Is there a better way to do Friday night? No, there isn't.
Break out the momos.


Prepare shredded cabbage, lettuce, carrots, beets, and anything else you might want to add. If you aren't in the mood to thinly slice a million vegetables, get a coleslaw bag. Heat a little oil and add grated ginger, chopped green chillies and chopped spring onions. Then add all the vegetables and toss with a little soy sauce till the cabbage has softened. Put aside.


Get your preferred minced meat, and mix with the following in a bowl: chopped onions, coriander, garlic, ginger, salt, turmeric, red chillies, and any preferred type of curry powder. Heat a little oil, and once it's hot, pour all over this glorious mash, mix and let sit (to cook the mixture a little.


In India, momos are typically served with the standard garlic chilli sauce that you'd find in any Asian supermarket. However, I LOVE the original Nepali achar (sauce) made from scratch, for which you heat a little oil and add sesame seeds, then green chillies. Add salt and turmeric, and pour in half a can of crushed tomatoes. Mix well, then blend into a beautiful momo sauce.

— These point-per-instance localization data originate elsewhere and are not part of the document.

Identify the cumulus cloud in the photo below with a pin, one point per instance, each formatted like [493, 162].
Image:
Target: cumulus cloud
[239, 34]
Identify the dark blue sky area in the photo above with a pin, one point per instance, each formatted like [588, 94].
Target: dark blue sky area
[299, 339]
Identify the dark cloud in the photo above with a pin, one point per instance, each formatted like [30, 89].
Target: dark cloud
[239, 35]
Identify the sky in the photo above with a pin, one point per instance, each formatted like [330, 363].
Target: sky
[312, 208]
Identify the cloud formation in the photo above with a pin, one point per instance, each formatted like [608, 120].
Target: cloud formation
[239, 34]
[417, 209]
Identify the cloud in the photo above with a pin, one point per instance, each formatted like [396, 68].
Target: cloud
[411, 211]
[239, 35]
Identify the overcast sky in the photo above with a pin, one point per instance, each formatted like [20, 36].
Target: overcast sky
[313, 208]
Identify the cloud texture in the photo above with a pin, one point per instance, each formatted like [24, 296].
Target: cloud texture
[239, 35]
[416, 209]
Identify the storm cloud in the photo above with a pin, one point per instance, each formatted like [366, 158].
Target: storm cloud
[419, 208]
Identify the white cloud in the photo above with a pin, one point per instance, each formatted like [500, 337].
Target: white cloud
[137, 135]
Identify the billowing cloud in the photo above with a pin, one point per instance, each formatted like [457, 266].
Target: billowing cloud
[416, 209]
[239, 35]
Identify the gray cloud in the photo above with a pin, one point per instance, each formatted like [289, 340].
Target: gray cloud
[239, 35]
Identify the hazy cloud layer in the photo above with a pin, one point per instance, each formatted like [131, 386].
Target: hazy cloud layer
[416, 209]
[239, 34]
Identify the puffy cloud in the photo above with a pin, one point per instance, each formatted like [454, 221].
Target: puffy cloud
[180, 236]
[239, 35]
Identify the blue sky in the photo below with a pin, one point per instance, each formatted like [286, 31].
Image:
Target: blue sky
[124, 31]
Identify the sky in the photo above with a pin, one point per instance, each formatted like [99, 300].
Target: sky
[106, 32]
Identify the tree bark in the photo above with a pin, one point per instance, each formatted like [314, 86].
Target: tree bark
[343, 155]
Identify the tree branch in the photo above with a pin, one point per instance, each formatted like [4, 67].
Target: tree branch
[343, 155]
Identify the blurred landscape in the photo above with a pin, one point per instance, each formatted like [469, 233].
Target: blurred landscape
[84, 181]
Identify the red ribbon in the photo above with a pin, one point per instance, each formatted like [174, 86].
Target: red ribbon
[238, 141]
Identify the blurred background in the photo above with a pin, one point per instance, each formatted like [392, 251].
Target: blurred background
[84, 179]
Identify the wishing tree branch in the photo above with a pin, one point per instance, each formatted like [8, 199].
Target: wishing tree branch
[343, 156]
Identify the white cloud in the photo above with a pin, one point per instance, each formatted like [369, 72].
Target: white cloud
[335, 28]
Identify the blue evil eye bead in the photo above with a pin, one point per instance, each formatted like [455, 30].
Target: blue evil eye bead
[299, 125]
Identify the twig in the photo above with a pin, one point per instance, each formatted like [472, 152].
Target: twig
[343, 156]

So making the dough isn't tough, but I got lazy and bought some wonton wrappers. There's many different ways of folding momos; if the wrappers are circular, you can put the stuffing in the middle and bring all the sides up and pinch at the top to make a little bag, or fold on to one side and pleat to make a purse. I got square wrappers (not ideal) so I brought all corners up to make a parcel for the meat momos and rolled and twisted for the veg momos. Your choice.

Wrap up your momos and steam for 10-12 minutes or until the wrapper becomes translucent (or fry if it's a cheat day). Serve with sauce!